I grew up on The Little House books and then read them again with my daughter. So now, even knowing that the history of the pioneers is a lot more complex than is portrayed from the white settler viewpoint, and that the rugged individualist mythos has morphed into something both dangerous and pathetic in the modern era – nevertheless, there is still something compelling about a well-told, human-against-nature narrative. A pioneer story.
But now throw into the mix a man with a whole lot of emotional baggage. And make the setting 1950s Alaska instead of the mid-1800s, and you have Homestead by Melinda Moustakis. This literary historical novel is superb.
Lawrence is a 27-year-old Korean War veteran with survivor’s guilt. Also, he was raised in crushing poverty, so that left scars. Farming is what he knows. So after he returned home from the war, he set out for Alaska Territory to lay claim to 150 acres. He has to build a cabin and grow 20 acres of a crop to earn his deed to the land. He wants a wife and a whole brood of children. He wants something to call his.Marie is a young Texan with a flighty mother, an embittered grandmother, no father, and an older sister, Sheila, who practically raised her. When Sheila moves to Anchorage with her husband, Marie follows her, determined not to be trapped into a Texas marriage to suit her grandmother. Marie wants a place to belong.
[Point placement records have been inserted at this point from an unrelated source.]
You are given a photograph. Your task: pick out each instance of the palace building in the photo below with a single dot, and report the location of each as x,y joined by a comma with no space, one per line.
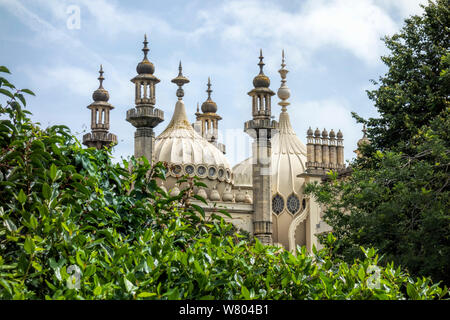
264,194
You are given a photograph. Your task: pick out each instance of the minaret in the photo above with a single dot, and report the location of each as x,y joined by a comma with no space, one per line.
99,137
145,116
261,128
209,120
363,141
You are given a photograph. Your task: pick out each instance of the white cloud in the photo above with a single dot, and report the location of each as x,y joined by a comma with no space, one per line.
355,26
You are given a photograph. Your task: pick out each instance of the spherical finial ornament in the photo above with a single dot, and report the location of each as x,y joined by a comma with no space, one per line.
261,80
364,139
100,94
283,92
145,66
332,134
317,133
180,80
209,106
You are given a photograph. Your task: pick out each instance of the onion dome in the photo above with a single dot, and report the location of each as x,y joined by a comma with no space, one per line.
188,152
261,80
240,196
364,139
332,134
175,191
209,106
145,66
288,159
162,187
317,133
248,198
100,94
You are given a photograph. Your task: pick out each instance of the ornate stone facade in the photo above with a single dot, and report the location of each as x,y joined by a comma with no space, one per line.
264,194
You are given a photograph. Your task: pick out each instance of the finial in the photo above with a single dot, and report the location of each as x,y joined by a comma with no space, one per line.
209,88
101,78
283,92
261,63
145,49
180,80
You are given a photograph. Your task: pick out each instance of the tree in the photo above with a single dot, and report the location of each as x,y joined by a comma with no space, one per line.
397,198
73,225
415,88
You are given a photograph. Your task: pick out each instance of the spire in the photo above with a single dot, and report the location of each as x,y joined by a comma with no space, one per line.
261,80
100,94
283,92
209,88
180,80
145,49
145,66
209,106
261,63
101,78
99,137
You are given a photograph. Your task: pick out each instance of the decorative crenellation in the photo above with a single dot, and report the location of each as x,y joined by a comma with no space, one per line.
325,151
100,108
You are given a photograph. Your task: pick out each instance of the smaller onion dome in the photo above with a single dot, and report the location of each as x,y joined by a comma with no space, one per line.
227,195
175,191
214,196
261,80
332,134
364,139
317,133
202,193
209,106
248,199
145,66
100,94
240,196
163,187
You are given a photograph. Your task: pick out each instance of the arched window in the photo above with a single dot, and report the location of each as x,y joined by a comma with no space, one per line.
277,204
293,204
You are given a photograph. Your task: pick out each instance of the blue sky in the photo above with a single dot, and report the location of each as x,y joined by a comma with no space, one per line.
333,49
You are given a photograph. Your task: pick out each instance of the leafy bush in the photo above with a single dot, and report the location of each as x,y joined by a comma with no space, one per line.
73,225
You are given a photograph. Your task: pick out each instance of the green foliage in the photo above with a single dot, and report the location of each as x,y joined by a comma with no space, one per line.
397,199
416,87
73,225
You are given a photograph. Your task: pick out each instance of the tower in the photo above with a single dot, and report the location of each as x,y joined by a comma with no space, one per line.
209,120
261,128
145,116
100,108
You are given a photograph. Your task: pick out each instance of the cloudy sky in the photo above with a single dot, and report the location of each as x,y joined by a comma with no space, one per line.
333,49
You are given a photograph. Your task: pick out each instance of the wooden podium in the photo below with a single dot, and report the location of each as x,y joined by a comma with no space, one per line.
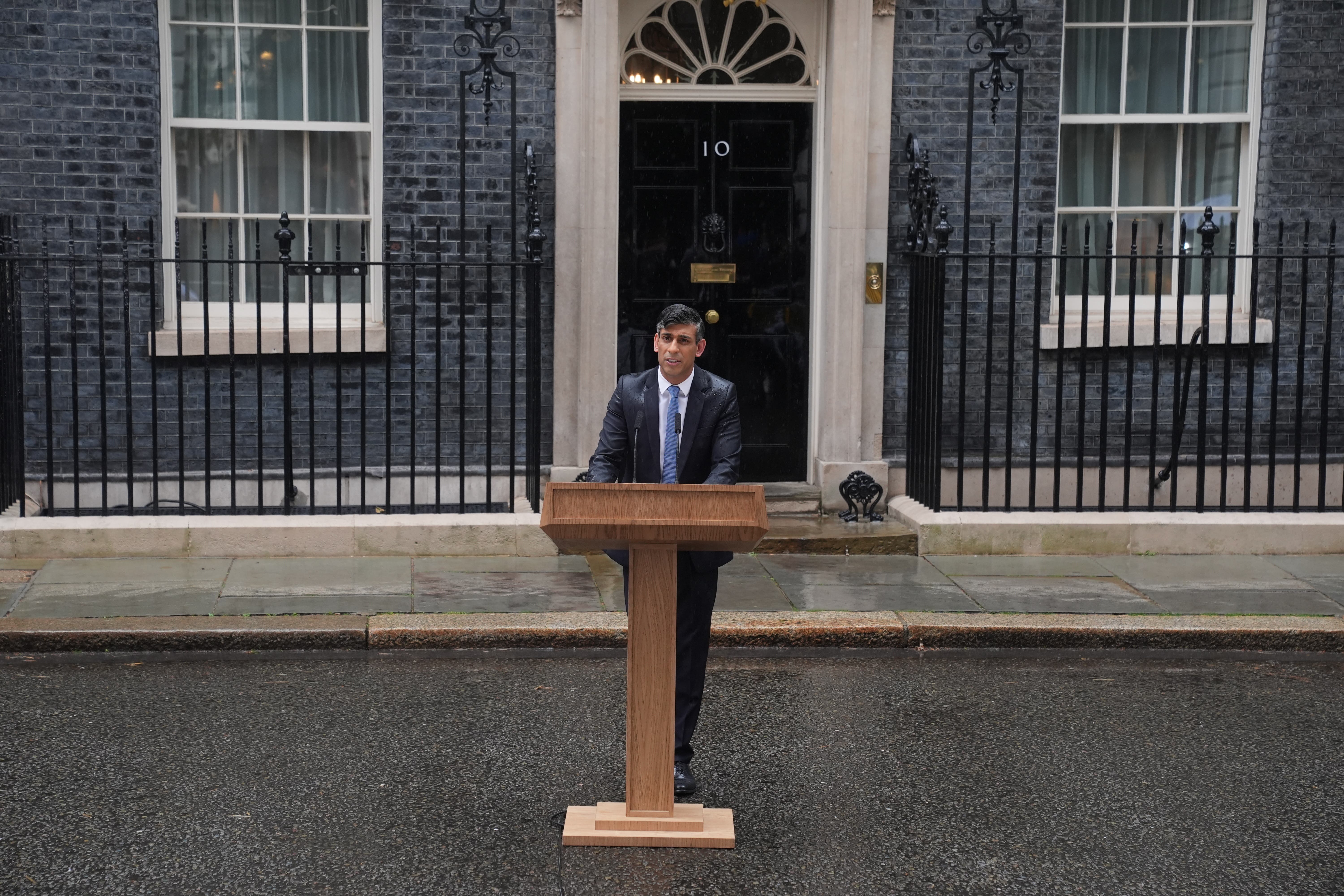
654,523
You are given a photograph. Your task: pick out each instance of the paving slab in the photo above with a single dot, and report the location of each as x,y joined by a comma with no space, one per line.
1177,571
116,600
851,570
22,563
83,571
192,633
1054,594
506,593
866,598
503,565
1237,584
1325,573
308,604
1268,602
745,585
865,584
830,535
1010,565
1092,631
610,579
292,577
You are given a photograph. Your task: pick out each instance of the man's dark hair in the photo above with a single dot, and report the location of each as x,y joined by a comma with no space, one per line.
681,315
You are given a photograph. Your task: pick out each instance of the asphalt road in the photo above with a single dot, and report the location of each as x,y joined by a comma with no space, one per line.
849,776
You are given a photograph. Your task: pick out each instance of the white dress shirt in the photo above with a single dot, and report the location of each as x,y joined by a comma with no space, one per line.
683,402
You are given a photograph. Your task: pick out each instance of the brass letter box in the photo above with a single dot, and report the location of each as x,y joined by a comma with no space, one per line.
714,273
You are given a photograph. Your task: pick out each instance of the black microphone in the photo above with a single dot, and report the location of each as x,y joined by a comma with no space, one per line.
639,422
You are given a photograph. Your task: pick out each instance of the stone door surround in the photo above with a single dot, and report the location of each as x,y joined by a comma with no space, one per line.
851,43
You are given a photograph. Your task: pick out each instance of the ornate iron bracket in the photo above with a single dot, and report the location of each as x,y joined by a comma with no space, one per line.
487,30
864,489
1003,31
923,197
536,238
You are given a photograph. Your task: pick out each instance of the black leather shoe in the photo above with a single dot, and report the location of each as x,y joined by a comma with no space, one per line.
683,782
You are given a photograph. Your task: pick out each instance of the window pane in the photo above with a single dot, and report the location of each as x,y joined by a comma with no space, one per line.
202,72
1147,164
1158,10
339,164
338,13
1092,70
1084,236
1212,164
1095,11
274,171
338,76
1218,269
201,280
202,10
282,13
339,241
1220,10
1157,73
1222,65
1085,154
274,80
206,170
1155,238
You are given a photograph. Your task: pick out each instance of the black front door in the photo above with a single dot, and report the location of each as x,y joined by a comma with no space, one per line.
712,193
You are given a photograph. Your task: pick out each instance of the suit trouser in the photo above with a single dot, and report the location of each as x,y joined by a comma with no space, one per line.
696,594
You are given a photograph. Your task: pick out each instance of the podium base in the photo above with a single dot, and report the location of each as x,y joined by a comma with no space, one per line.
581,828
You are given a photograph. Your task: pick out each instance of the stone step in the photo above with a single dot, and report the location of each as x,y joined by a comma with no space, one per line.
792,498
833,535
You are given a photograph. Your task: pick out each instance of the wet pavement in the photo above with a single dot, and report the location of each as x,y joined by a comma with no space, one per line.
1107,585
1061,773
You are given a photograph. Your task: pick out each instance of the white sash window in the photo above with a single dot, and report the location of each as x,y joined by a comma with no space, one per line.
1159,120
271,107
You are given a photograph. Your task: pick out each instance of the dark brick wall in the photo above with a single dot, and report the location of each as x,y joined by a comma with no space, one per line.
1300,178
80,108
80,138
1302,147
931,76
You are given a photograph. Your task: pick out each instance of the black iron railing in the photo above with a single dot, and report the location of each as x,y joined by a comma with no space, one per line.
405,382
11,379
1220,396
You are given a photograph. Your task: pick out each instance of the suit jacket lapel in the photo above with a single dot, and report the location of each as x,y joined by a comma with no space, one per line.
650,447
691,420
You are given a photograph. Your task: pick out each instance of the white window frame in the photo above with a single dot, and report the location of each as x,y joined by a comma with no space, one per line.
272,314
1241,327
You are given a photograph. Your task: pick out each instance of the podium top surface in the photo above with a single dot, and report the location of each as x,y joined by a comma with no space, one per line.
587,516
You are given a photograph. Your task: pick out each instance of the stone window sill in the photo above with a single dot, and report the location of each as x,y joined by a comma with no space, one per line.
1218,330
272,340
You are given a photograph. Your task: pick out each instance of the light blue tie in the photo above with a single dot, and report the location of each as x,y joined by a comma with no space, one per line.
670,440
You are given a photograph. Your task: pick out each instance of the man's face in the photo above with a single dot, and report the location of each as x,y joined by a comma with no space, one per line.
678,350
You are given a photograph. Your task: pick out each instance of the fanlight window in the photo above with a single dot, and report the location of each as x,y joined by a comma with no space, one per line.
716,43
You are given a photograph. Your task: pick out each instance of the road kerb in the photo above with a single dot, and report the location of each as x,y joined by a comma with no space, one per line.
185,633
566,631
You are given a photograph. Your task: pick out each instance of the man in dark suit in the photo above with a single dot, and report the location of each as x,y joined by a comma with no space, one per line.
677,424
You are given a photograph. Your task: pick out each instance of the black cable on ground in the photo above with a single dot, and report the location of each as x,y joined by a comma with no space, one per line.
558,821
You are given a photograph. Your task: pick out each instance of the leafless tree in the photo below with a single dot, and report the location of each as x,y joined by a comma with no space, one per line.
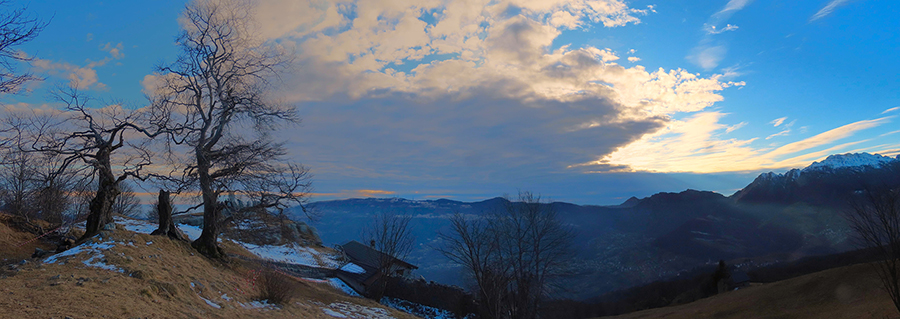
93,136
390,234
874,215
513,255
213,101
16,28
127,203
19,185
32,184
163,211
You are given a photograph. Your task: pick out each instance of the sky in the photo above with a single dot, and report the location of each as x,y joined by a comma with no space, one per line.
585,101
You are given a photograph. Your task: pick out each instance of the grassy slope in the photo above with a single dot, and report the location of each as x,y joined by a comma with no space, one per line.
161,278
846,292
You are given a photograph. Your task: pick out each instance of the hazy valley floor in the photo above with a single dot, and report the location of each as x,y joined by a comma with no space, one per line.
846,292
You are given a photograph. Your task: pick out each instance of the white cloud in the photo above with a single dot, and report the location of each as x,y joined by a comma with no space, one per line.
711,29
708,57
782,133
114,50
735,127
778,121
827,9
693,145
493,83
733,6
83,77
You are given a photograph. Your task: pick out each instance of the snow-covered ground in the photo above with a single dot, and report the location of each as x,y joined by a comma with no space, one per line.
354,311
417,309
94,251
342,286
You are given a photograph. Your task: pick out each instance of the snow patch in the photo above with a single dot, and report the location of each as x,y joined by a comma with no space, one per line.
353,268
417,309
351,310
850,160
210,303
342,286
333,313
293,254
94,252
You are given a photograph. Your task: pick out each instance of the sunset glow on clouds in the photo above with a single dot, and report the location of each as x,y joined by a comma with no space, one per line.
483,97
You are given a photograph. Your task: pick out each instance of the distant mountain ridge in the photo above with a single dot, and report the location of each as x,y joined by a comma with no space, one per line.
828,181
775,217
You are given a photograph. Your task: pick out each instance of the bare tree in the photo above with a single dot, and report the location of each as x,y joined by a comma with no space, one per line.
513,255
214,103
163,211
874,215
127,203
16,28
19,185
390,234
92,136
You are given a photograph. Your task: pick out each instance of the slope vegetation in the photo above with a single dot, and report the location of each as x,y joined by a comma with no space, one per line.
845,292
126,274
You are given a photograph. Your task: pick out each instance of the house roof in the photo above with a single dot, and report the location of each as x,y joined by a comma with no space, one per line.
368,257
739,277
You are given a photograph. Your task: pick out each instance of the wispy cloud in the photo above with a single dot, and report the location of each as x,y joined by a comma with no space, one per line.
782,133
694,145
707,54
711,29
828,9
778,121
735,127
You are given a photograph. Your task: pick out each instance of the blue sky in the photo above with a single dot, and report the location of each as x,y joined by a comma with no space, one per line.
588,101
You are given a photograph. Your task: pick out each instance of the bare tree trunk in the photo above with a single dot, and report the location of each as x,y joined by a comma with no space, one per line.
207,243
100,209
166,224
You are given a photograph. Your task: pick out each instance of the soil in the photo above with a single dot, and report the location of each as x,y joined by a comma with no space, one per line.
155,277
846,292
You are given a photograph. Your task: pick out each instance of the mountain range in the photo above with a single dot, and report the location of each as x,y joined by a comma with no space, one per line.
776,218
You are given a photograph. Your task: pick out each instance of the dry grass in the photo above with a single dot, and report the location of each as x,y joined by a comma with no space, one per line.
276,288
10,239
846,292
160,278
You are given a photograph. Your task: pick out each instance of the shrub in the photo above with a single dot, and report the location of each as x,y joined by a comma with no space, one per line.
276,287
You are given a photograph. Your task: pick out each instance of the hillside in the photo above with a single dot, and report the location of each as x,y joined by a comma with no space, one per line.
775,218
128,274
845,292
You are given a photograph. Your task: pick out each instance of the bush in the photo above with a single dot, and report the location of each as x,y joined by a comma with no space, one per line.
276,287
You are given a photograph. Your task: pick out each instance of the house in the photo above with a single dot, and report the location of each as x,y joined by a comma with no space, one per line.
739,279
362,272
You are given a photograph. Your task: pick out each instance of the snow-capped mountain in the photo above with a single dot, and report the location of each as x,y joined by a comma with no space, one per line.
852,160
827,181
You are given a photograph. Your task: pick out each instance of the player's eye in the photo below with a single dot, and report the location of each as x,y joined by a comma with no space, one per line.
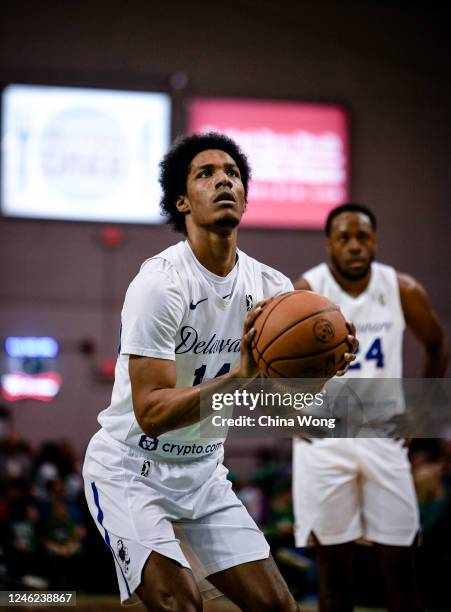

They meet one night in a bar, exchanging very few words. They have one date the following day. And then, they are married. Now, they have to discover who they have married and if it was a mistake.
It is a hard life. Isolated. Cold. Poor. Dangerous. But the hardest part is building a relationship when there is very little communication and very little reason to trust.
The prose is lush when describing the landscape. It is spare when portraying emotions – yet the emotions are deeply felt. While the plot is fairly simple and the pace leisurely, the story is utterly gripping.